Sydney School of Public Health, University of Sydney, Camperdown, New South Wales, Australia.
Wesfarmers Centre of Vaccines and Infectious Diseases, Telethon Kids Institute, University of Western Australia, Nedlands, Western Australia, Australia.
PLoS Comput Biol. 2023 Mar 13;19(3):e1010967. doi: 10.1371/journal.pcbi.1010967. eCollection 2023 Mar.
Pneumonia remains a leading cause of hospitalization and death among young children worldwide, and the diagnostic challenge of differentiating bacterial from non-bacterial pneumonia is the main driver of antibiotic use for treating pneumonia in children. Causal Bayesian networks (BNs) serve as powerful tools for this problem as they provide clear maps of probabilistic relationships between variables and produce results in an explainable way by incorporating both domain expert knowledge and numerical data.
We used domain expert knowledge and data in combination and iteratively, to construct, parameterise and validate a causal BN to predict causative pathogens for childhood pneumonia. Expert knowledge elicitation occurred through a series of group workshops, surveys and one-on-one meetings involving 6-8 experts from diverse domain areas. The model performance was evaluated based on both quantitative metrics and qualitative expert validation. Sensitivity analyses were conducted to investigate how the target output is influenced by varying key assumptions of a particularly high degree of uncertainty around data or domain expert knowledge.

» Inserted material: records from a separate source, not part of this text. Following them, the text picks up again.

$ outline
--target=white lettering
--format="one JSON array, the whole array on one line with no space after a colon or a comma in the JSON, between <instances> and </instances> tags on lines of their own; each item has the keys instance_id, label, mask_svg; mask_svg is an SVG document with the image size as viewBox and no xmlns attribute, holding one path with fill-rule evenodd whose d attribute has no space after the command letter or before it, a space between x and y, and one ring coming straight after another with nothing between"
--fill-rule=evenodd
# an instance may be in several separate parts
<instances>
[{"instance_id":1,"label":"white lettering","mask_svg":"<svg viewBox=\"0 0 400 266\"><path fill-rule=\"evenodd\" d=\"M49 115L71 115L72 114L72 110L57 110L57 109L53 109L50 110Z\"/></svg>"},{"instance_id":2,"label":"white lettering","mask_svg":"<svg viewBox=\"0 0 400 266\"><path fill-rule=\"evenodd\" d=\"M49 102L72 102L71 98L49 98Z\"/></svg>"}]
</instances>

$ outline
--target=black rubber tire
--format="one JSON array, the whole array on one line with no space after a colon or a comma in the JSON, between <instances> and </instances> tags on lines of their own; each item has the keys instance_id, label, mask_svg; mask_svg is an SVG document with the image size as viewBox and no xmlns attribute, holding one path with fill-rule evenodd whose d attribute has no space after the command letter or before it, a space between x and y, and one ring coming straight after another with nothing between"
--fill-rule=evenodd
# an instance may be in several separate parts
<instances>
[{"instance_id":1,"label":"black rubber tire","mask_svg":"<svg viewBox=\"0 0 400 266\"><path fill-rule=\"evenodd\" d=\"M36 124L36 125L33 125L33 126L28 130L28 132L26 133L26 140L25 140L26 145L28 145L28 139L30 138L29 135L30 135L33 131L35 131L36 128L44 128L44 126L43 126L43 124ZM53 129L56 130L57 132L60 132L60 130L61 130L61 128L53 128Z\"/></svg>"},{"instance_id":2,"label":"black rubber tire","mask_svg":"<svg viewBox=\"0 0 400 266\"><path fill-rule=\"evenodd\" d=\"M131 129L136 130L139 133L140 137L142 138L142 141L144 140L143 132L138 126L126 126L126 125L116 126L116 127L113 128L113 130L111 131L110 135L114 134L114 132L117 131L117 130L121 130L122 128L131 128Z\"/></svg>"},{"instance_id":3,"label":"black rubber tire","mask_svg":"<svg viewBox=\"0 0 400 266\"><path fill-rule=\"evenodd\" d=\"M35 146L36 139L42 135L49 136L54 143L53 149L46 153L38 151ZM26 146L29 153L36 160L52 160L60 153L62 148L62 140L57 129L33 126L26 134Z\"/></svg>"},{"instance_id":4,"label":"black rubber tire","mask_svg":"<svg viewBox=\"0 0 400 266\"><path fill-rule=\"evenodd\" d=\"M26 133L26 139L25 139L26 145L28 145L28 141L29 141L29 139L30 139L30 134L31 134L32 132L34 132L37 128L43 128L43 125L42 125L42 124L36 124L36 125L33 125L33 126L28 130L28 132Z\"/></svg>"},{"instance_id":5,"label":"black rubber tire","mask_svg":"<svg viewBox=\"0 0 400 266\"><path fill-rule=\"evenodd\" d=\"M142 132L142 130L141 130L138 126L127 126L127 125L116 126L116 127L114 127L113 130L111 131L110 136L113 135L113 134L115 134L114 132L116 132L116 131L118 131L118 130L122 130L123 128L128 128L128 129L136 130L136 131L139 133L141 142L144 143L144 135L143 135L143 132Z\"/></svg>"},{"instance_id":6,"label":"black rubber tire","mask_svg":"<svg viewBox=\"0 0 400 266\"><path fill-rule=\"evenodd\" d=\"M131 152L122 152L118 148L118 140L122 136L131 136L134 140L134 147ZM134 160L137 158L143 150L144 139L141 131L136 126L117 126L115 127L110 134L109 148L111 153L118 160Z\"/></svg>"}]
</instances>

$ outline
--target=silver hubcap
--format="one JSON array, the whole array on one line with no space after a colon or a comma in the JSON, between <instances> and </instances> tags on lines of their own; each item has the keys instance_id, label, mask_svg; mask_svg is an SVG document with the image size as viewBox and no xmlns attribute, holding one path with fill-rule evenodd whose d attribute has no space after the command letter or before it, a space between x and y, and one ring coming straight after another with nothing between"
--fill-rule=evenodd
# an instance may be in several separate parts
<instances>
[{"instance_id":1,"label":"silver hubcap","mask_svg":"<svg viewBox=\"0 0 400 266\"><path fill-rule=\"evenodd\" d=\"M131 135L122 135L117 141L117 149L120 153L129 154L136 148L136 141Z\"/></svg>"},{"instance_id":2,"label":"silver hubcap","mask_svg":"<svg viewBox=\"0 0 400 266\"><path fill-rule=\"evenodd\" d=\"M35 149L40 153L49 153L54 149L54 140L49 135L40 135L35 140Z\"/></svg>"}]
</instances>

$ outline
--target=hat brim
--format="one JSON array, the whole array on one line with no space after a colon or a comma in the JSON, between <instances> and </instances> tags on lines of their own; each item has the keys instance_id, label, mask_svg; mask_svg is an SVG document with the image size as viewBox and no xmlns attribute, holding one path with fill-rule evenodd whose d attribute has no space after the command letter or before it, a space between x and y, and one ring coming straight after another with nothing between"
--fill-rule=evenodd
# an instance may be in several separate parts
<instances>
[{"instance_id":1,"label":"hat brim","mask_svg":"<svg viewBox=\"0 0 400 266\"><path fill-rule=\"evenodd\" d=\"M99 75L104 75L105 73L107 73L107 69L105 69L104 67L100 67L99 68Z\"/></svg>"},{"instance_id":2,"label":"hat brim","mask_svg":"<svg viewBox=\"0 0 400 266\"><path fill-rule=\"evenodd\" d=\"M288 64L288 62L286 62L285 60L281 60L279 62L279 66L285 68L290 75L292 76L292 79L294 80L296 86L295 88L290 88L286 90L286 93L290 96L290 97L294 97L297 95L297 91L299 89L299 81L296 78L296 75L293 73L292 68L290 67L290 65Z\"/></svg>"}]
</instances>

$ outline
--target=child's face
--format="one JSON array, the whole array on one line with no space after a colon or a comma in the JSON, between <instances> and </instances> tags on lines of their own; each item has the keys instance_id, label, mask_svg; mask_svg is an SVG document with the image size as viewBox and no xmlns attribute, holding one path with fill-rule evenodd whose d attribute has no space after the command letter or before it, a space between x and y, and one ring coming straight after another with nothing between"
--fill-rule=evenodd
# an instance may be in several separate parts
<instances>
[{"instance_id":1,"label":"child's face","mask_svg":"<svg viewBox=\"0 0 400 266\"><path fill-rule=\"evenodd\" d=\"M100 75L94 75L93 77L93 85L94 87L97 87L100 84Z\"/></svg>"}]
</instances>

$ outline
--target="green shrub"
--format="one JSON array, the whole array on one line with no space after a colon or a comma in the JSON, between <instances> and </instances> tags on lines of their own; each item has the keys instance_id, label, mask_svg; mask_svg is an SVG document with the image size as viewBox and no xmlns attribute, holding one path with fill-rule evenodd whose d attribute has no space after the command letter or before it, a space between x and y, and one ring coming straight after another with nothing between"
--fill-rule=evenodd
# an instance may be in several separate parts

Designed to apply to a cohort of children with X-ray confirmed pneumonia who presented to a tertiary paediatric hospital in Australia, the resulting BN offers explainable and quantitative predictions on a range of variables of interest, including the diagnosis of bacterial pneumonia, detection of respiratory pathogens in the nasopharynx, and the clinical phenotype of a pneumonia episode. Satisfactory numeric performance has been achieved including an area under the receiver operating characteristic curve of 0.8 in predicting clinically-confirmed bacterial pneumonia with sensitivity 88% and specificity 66% given certain input scenarios (i.e., information that is available and entered into the model) and trade-off preferences (i.e., relative weightings of the consequences of false positive versus false negative predictions). We specifically highlight that a desirable model output threshold for practical use is very dependent upon different input scenarios and trade-off preferences. Three commonly encountered scenarios were presented to demonstrate the potential usefulness of the BN outputs in various clinical pictures.
To our knowledge, this is the first causal model developed to help determine the causative pathogen for paediatric pneumonia. We have shown how the method works and how it would help decision making on the use of antibiotics, providing insight into how computational model predictions may be translated to actionable decisions in practice. We discussed key next steps including external validation, adaptation and implementation. Our model framework and the methodological approach can be adapted beyond our context to broad respiratory infections and geographical and healthcare settings.
肺炎仍然是全球导致儿童住院和死亡的主要原因,区分细菌性和非细菌性肺炎的诊断挑战是导致儿童肺炎抗生素治疗的主要驱动因素。因果贝叶斯网络(BNs)作为一种强大的工具,可提供变量之间概率关系的清晰图谱,并通过结合领域专家知识和数值数据以可解释的方式生成结果。
我们使用领域专家知识和数据相结合,并通过迭代,构建、参数化和验证因果 BN 来预测儿童肺炎的病原体。通过一系列小组研讨会、调查和一对一会议,邀请来自不同领域的 6-8 位专家来进行专家知识的启发式挖掘。通过定量指标和定性专家验证来评估模型性能。进行敏感性分析以研究在数据或领域专家知识存在高度不确定性的关键假设发生变化时,目标输出如何受到影响。
该 BN 旨在适用于在澳大利亚一家三级儿科医院就诊的经 X 光确诊为肺炎的患儿队列,该 BN 提供了一系列感兴趣变量的可解释和定量预测,包括细菌性肺炎的诊断、鼻咽部呼吸道病原体的检测以及肺炎发作的临床表型。已经取得了令人满意的数值性能,包括在预测临床确诊的细菌性肺炎时,接收者操作特征曲线下面积为 0.8,在某些输入场景(即可获得并输入模型的信息)和权衡偏好(即假阳性与假阴性预测后果的相对权重)下,灵敏度为 88%,特异性为 66%。我们特别强调,实用模型输出阈值非常依赖于不同的输入场景和权衡偏好。我们展示了三个常见的场景,以展示 BN 输出在各种临床情况下的潜在用途。
据我们所知,这是第一个旨在帮助确定儿童肺炎病原体的因果模型。我们展示了该方法的工作原理,以及它如何帮助决策抗生素的使用,深入了解计算模型预测如何在实践中转化为可操作的决策。我们讨论了关键的下一步,包括外部验证、适应和实施。我们的模型框架和方法可以在我们的背景之外扩展到广泛的呼吸道感染和地理及医疗保健环境。